By SIDDARTH VISWANATHAN, Contributing Writer

Harvard Law School Professor Alan M. Dershowitz has taken on a high profile international case defending former Ukrainian President Leonid Kuchma against accusations of attempted murder.

Kuchma, 72, was accused last month of ordering the murder of journalist Georgiy Gongadze, who was kidnapped in 2000 and found headless soon after outside Kiev.

Kuchma has denied any connection with the murder.

The primary evidence against Kuchma is a tape recording in which opponents argue Kuchma can be heard complaining about Gongadze and allegedly urges someone to take care of the problem.

Kuchma was also blamed in 2000, but the prosecutors dropped the case after discovering the tape may have been doctored.

The case resurfaced recently, with Dershowitz choosing to lead the defense.

“There are two terrible crimes here,” Dershowitz said. “One is the murder of a journalist ... the second is trying to frame somebody who isn’t guilty for having committed this terrible crime.”

Dershowitz has a history with such high-profile cases, having defended O.J. Simpson and the socialite Claus von Bulow among others.

He said that he is interested in what he described as the intriguing combination of modern science and politics in the Kuchma case.

Dershowitz and his group of Ukrainian attorneys are working with leading scientists to find places in the tape where tampering seems to have occurred, he said.

Dershowitz said he is familiar with instances of tape tampering.
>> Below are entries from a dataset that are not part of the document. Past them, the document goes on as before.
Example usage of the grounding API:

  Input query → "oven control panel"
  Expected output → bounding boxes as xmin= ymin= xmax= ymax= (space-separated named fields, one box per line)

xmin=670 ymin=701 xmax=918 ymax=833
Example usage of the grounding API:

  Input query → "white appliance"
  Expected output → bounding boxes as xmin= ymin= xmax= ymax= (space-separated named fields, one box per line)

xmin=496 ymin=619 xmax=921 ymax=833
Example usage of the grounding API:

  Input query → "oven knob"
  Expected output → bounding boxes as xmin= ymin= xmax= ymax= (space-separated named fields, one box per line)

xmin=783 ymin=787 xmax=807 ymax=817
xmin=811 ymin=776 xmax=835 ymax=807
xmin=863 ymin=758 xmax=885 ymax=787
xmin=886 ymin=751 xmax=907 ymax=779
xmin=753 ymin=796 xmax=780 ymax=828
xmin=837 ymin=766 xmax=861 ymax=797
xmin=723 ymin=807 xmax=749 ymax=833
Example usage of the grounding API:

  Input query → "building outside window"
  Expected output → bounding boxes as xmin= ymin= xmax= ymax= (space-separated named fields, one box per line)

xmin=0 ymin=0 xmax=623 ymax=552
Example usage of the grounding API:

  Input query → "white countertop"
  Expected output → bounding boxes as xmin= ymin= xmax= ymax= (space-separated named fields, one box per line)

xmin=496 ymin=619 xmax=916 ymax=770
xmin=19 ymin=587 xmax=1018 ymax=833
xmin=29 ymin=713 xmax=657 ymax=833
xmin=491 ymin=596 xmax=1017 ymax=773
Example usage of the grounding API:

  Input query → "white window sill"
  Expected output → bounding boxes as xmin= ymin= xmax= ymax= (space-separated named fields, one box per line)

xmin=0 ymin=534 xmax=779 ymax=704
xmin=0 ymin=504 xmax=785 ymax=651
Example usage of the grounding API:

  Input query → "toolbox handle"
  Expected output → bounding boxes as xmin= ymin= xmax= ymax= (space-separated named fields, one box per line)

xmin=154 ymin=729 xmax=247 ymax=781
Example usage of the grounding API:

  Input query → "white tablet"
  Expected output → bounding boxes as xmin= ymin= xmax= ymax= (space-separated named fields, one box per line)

While defending von Bulow against attempted murder charges, Dershowitz experienced tape tampering first-hand when someone recorded him and rearranged the tape to change the meaning of his words.

The doctoring of that tape was easy to prove, Dershowitz said, since the cut marks on the analog recording were visible.

In the Kuchma case, the defense must locate tampering marks on a digital recording.

Dershowitz, who returned from Kiev on Tuesday, said that the case offers the unique challenge of learning Ukrainian law and of working in a foreign environment with local law students.

But Dershowitz said he sees great significance in the case and its relation to the “rule of law and the evolution of democracy in Ukraine.”

He said he believed it to be “the most important case in modern Ukrainian history.”